Mise à jour le 23/11/2025
Bonjour,
Au cours des recherches que je mène actuellement dans les archives, je trouve des citoyens engagés volontaires, pendant la révolution, pour aller servir la nation, qui sont morts en service.
Comme un petit peu d'histoire de France ne fait pas de mal, je joins quelques pages concernant le Général Joubert et les volontaires de l'Ain.
Joseph Pilloud né à Rignat : Onzième compagnie des Canonniers volontaires de l'Ain, également appelé 1er bataillon de la Montagne ou 1er bataillon de Bourg, formé le 1er vendémiaire an II (22 septembre 1793). Entré le 1er mai 1793 au 3ème bataillon de volontaires nationaux du département de l'Ain. Il passe ensuite à l’Armée des Alpes. Il participe à la Campagne d’Italie puis à la Campagne d’Egypte avec Bonaparte en 1798 (bataille des pyramides, siège du Caire…). Il décède à l’hôpital d’Ajaccio le 14/12/1800. Il meurt à Ajaccio parce qu’il faisait partie des soldats rapatriés d’Égypte, envoyés se faire soigner dans les hôpitaux militaires de Corse.
Il est décédé de maladie, très probablement liée à son service dans l’Armée d’Orient.

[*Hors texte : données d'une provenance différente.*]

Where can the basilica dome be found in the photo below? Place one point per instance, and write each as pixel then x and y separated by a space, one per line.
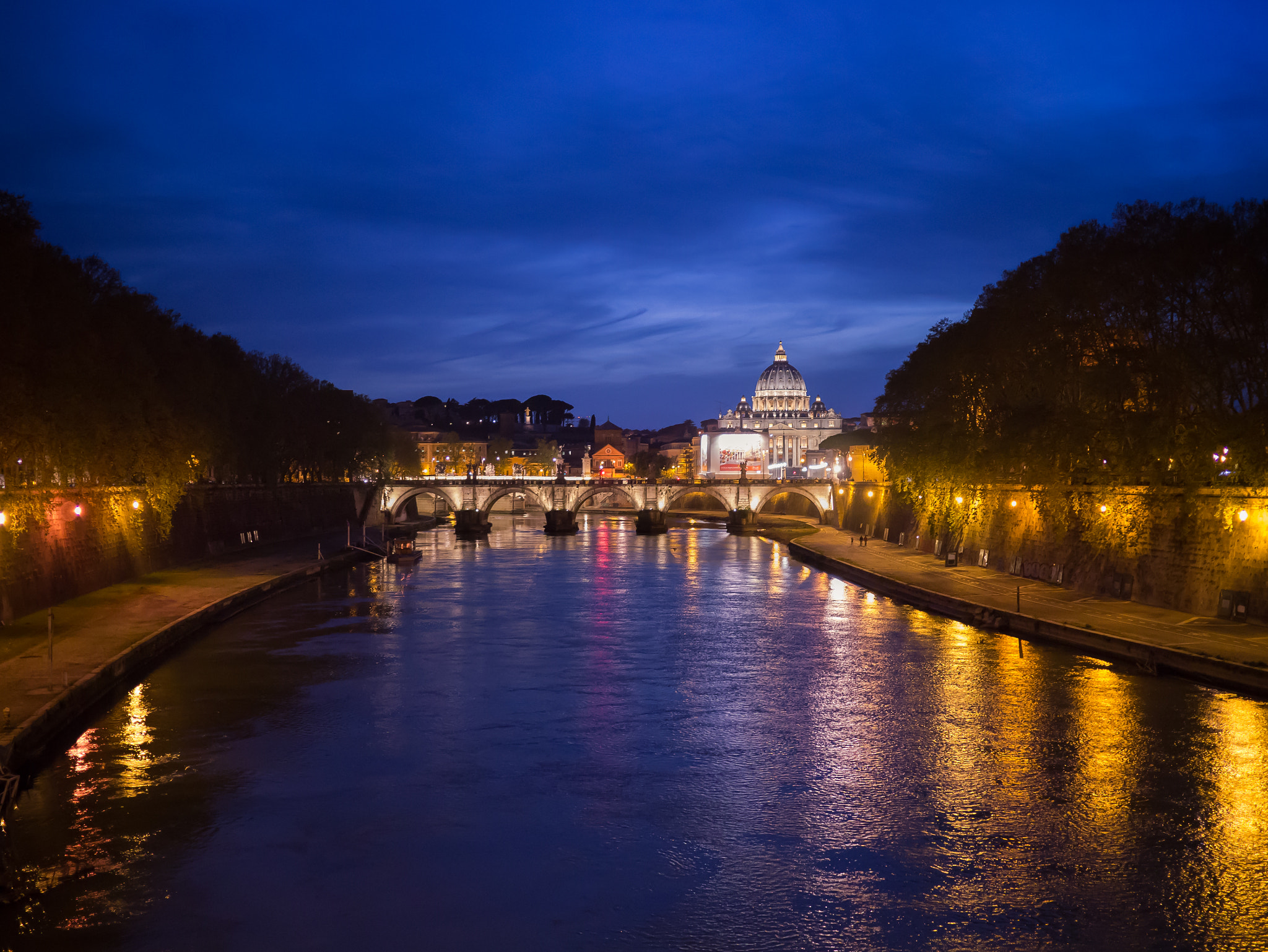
pixel 780 388
pixel 781 377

Charles Berger né à Rignat : Il se porte volontaire en 1796, à 18 ans (il a du tricher sur son âge !), à la 53ème demi-brigade de ligne. Le Directoire votera une nouvelle levée de 200000 conscrits le 23 septembre 1798. La 53ème demi-brigade de ligne fait partie de l’avant-garde de l’armée mobilisée contre la deuxième coalition, sous le commandement des généraux Soult, Mortier et de La Val. Le 12 mars 1799, la France déclare la guerre à l’Autriche. Le Directoire oppose quatre armées à l'Autriche : Jourdan doit attaquer en Allemagne du Sud, Bernadotte doit protéger son flanc gauche, Schérer doit opérer en Italie du Nord et Masséna en Suisse. Les armées françaises sont partout en infériorité numérique, ce qui rend une offensive générale très aléatoire. Seul Masséna atteint le Vorarlberg. Les autres sont repoussés. Jourdan passe le Rhin mais il est bloqué à Ostrach et battu à Stockach le 25 mars 1799. C’est au cours de cette bataille que Charles Berger est fait prisonnier. Après Stockach, les prisonniers français sont généralement envoyés dans les dépôts austro-hongrois, souvent en Bohême, Moravie, Hongrie, ou dans les forteresses de Kufstein, Brünn, Olmütz, etc. Les conditions de détention y sont très dures : manque de nourriture, maladies (typhus, dysenterie), promiscuité, climat difficile. La majorité des soldats morts en captivité meurent de maladie, pas d’exécution.
Charles Berger est cité dans les états de service de la Première compagnie de l’observatoire : Sous-officier, caporaux et chasseurs : « Berger Charles, de Rignat (Ain), 18 ans Volontaire à la 53ème demi-brigade de ligne ; prisonnier de guerre, 25 mars 1799 ; mort en captivité ».
Jacques Berger né à Rignat : Entré au 9ème bataillon de volontaires nationaux du département de l’Ain le 28ème brumaire an 2 (18/11/1793). A l’hôpital depuis le 19 thermidor an 2 (6/8/1794) et rayé des contrôles à la revue le 1er messidor an 9 (20/6/1801). Décès à 24 ans le 20/10/1794.
Les bataillons de volontaires de l’Ain ont principalement été engagés majoritairement sur le front de l’Est (Alsace, frontière du Rhin) et intégrés aux demi-brigades lors des réorganisations de 1794–1796.